Most efficient way to build output file?

iKnowNothing has asked for the wisdom of the Perl Monks concerning the following question:

Replies are listed 'Best First'.
Re: Most efficient way to build output file? by Zaxo (Archbishop) on Jul 26, 2004 at 23:50 UTC
Writing your new file line by line is just fine. I'd arrange to set `$\`, the output record seperator, to "\n" just to avoid having to print it explicitly. You place the seperator at the front of each print, which I would avoid. You'll probably also want to set `$,` for the output fields. You can get buffered input of your fixed length chunks by setting `local $/ = \1034;`. That will avoid the fussiness of working with read. It'll look like this: `{ local ($\ , $, , $/, $_) = ("\n", "\t", \1034); my $somefmt = 'ccc v V '; # add the rest of the format open my $in, '<', '/path/to/original.dat' or die $!; binmode $in; open my $out, '>', '/path/to/outfile.txt' or die $!; while (<$in>) { my @data = unpack $somefmt, $_; # ... adjust @data print $out @data; } close $out or die $!; close $in or die $!; }` [download] After Compline, Zaxo	[reply] [d/l] [select]
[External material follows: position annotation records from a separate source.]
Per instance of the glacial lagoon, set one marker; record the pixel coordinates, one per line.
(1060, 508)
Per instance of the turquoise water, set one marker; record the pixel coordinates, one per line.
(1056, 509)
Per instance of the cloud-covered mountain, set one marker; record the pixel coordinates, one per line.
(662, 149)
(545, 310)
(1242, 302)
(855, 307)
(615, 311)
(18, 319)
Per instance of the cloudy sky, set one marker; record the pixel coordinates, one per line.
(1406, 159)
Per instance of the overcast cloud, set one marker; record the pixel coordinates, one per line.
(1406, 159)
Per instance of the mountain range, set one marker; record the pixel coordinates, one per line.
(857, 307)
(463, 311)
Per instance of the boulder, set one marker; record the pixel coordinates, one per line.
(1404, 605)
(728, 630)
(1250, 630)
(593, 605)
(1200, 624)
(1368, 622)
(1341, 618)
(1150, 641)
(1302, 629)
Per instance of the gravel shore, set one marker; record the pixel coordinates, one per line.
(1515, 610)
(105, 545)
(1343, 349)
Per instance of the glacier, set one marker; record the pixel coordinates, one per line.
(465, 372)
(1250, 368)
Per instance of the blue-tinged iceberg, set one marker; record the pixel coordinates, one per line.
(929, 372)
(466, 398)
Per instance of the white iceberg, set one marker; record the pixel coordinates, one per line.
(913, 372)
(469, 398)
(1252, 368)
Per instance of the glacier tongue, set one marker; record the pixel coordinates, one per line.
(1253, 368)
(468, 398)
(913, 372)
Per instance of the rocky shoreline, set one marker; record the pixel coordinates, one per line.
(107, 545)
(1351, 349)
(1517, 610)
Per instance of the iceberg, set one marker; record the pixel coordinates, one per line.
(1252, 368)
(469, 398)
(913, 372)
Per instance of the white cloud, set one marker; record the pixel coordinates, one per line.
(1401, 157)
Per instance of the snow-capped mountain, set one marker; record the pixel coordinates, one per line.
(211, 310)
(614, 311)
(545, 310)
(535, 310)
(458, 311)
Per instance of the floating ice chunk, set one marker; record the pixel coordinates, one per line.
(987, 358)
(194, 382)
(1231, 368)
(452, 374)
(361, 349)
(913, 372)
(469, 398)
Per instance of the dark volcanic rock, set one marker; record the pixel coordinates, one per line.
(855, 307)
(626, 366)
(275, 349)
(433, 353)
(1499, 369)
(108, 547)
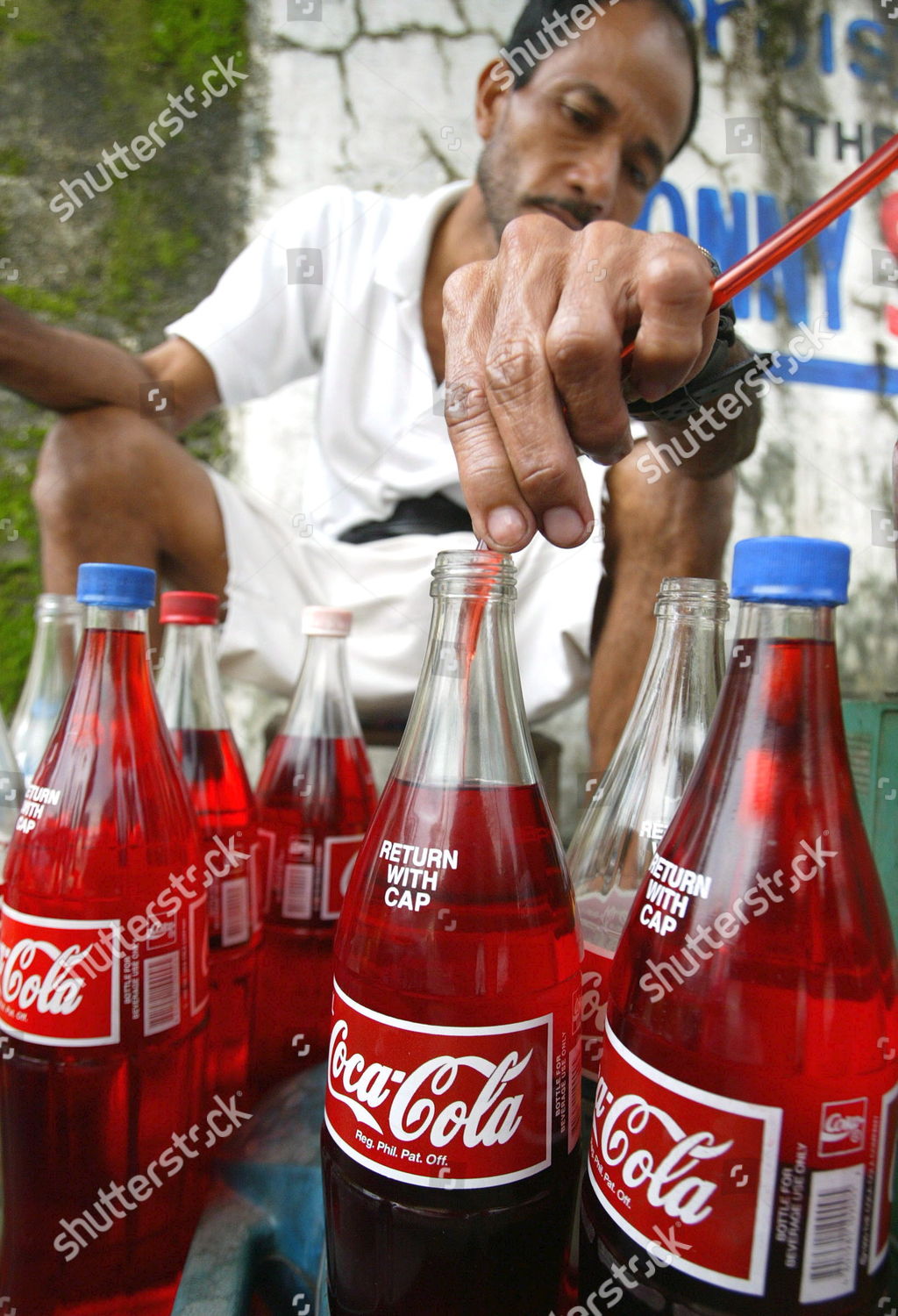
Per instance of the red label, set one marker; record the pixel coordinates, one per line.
(446, 1107)
(57, 983)
(684, 1169)
(843, 1128)
(339, 858)
(595, 974)
(885, 1178)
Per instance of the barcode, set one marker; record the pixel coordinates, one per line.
(831, 1241)
(299, 881)
(162, 999)
(234, 912)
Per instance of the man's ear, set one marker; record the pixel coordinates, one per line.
(493, 89)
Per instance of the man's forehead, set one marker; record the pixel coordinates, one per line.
(619, 44)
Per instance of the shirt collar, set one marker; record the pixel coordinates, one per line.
(405, 250)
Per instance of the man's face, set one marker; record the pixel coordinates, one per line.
(590, 132)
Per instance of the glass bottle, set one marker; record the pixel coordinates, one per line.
(745, 1111)
(103, 990)
(194, 707)
(453, 1110)
(643, 784)
(11, 795)
(316, 797)
(58, 624)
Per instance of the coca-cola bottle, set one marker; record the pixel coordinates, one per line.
(316, 797)
(58, 624)
(643, 784)
(103, 991)
(194, 707)
(747, 1100)
(453, 1110)
(11, 795)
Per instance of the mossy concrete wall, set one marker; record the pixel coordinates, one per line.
(79, 76)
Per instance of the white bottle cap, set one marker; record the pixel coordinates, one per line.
(326, 621)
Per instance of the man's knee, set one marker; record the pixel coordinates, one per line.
(89, 458)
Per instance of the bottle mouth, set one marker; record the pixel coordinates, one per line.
(474, 574)
(58, 605)
(693, 597)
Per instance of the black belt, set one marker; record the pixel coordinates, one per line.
(434, 515)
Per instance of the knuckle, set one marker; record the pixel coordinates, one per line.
(461, 287)
(571, 349)
(466, 400)
(511, 368)
(527, 232)
(540, 483)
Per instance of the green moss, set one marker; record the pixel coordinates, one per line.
(81, 76)
(53, 305)
(13, 162)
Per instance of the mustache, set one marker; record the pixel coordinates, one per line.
(580, 211)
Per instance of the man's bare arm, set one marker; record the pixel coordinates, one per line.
(68, 371)
(674, 526)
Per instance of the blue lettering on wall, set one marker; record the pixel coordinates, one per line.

Re: Most efficient way to build output file? by derby (Abbot) on Jul 26, 2004 at 23:41 UTC
Nope. Unless you have some very weird perl build (or you've opened FOutputFile in some odd way), print is build ontop of stdio and that should do enough buffering for you. -derby	[reply]
Re: Most efficient way to build output file? by thor (Priest) on Jul 26, 2004 at 23:43 UTC
I don't know about Windows, but I'm fairly sure that *nix systems buffer output for you. You can observe this for yourself by writing a small program that doesn't do much output and monitoring the output file. You'll see that it stays at zero-size for a while, and then will jump to some multiple of the local notion of block size. So, I guess the short answer is "Yes, printing often is fine. The right thing happens behind the scenes". thor	[reply]
Re: Most efficient way to build output file? by BrowserUk (Patriarch) on Jul 27, 2004 at 00:43 UTC
It takes 3 seconds to read 8 MB of binary data in 1034 byte chunks, unpack it to ascii, and write it as a csv file. Do you have a particular reason for doing this more quickly? Examine what is said, not who speaks. "Efficiency is intelligent laziness." -David Dunham "Think for yourself!" - Abigail "Memory, processor, disk in that order on the hardware side. Algorithm, algoritm, algorithm on the code side." - tachyon	[reply]
Re^2: Most efficient way to build output file? by thor (Priest) on Jul 27, 2004 at 03:24 UTC
It takes 3 seconds... ...on your system. He might be running this on an old Ultra 2 with 16 Kb of RAM. Who knows? Plus, this will hopefully not be the OP's last foray into perl. It's best to know what "best practices" are in the general case. thor	[reply]
Re^3: Most efficient way to build output file? by BrowserUk (Patriarch) on Jul 27, 2004 at 03:36 UTC
Point taken. Although, with 16kb of ram it's doubtful that perl would run, never mind have enough room for extra buffering :) I wasn't trying to be dismissive. If he genuinely has a problem with the performance he is seeing--he's deal with a slow NFS or a network share or similar--then that information might prompt a better alternative. Hence my question. I could have made that clearer. Examine what is said, not who speaks. "Efficiency is intelligent laziness." -David Dunham "Think for yourself!" - Abigail "Memory, processor, disk in that order on the hardware side. Algorithm, algoritm, algorithm on the code side." - tachyon	[reply]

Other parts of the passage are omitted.